Several mechanical delay-line configurations have been patented, and while each varies delay differently, the principle is the same: The electrical length of a conductor or cable is varied mechanically by moving the conductor axially with respect to a contact. As a result, a signal applied to one end of the cable or conductor is delayed by a specific amount depending on the position of the contact on the cable or conductor (i.e., changing the length of conductor the signal must pass through before emerging from the other end).

The problems with mechanical delay lines arise from friction between the axially moving conductor and the contact. Friction between the sliding contact of the shorting elements against the coaxially extending conductors causes wear, which increases with the velocity at which the movement takes place. This friction also affects the delay's ability to precisely position the movable coaxial cable to achieve the desired delay with absolute accuracy. The result was, until Dr. Siegfried Knorr's invention, mechanical delay lines whose delay values could not be varied rapidly, accurately, or repeatedly over many operations without failure.

Dr.

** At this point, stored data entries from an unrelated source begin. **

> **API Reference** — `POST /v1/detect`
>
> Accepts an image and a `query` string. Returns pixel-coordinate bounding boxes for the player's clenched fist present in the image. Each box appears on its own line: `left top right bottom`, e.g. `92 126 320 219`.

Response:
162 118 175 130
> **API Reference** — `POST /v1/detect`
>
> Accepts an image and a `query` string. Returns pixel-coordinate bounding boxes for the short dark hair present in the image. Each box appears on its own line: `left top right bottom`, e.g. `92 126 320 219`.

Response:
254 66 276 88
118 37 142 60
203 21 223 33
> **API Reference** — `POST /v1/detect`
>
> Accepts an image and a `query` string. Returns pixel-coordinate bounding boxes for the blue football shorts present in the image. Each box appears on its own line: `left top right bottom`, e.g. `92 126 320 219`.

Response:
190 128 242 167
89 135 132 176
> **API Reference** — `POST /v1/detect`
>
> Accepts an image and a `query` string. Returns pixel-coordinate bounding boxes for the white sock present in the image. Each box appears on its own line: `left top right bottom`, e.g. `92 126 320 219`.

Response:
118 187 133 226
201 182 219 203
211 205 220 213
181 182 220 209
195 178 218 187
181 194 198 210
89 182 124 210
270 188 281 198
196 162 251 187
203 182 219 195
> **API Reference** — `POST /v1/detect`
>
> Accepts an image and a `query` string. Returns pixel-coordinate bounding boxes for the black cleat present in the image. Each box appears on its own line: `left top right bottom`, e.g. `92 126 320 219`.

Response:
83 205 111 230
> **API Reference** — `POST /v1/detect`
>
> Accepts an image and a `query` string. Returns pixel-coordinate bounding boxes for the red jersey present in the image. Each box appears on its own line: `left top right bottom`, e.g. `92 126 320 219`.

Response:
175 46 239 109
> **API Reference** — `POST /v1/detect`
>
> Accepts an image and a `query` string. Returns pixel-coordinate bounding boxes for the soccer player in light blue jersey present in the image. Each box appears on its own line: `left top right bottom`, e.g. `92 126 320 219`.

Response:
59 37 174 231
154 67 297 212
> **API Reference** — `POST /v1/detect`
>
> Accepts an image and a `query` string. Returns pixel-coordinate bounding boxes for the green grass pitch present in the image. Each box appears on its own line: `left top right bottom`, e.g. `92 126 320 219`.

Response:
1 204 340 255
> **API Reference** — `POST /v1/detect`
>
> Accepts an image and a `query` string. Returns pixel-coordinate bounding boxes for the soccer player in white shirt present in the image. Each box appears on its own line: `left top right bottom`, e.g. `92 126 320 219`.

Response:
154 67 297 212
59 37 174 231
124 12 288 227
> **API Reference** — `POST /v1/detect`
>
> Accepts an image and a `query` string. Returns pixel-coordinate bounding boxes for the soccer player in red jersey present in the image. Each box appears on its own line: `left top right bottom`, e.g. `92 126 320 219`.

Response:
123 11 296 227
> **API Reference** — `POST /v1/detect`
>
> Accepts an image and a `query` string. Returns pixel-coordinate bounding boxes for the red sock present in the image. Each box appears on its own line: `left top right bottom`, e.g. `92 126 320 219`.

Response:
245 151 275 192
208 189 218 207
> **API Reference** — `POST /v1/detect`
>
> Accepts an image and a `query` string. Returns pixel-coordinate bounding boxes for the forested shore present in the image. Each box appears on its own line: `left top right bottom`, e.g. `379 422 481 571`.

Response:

Knorr essentially removed these limitations by dramatically reducing friction (and thus wear) at two critical interfaces. The first is an interface ring soldered to the outer conductor of the semi-rigid cable whose electrical length is varied. A spring separates the interface ring from the cavity walls, forming an air gap, which prevents the outside shield and interface ring from touching the cavity walls. Contact is instead made through the spring, which provides gentle but sufficient tension to ensure a good connection. The second interface also uses a spring to form an air gap that keeps the center pin of the cable from touching the cavity walls. Both springs are plated in a proprietary process to ensure maximum operating life, and other surfaces are either gold or silver plated as well. The reduction in friction also overcomes "overshoot" (incorrect positioning) that results when the cable is moved rapidly to adjust the delay.

Dr. Knorr's invention made the mechanical delay usable for the first time for producing different delay values hundreds of thousands of times at high speed without failure. By coupling the movable elements with a precisely controllable, high-resolution stepper motor, the conductors can be accurately and quickly positioned with respect to the contact surfaces with accuracy of 0.1 percent ±0.25 ps. The stepper motor allows the delay to move from 0 to 625 ps in less than 500 ms. It was initially controlled automatically by commands over GPIB or locally by manually entering values into a keypad. In the new PDL-100A models, these commands can be communicated also via RS-232C serial communications, or over TCP/IP on Ethernet LAN.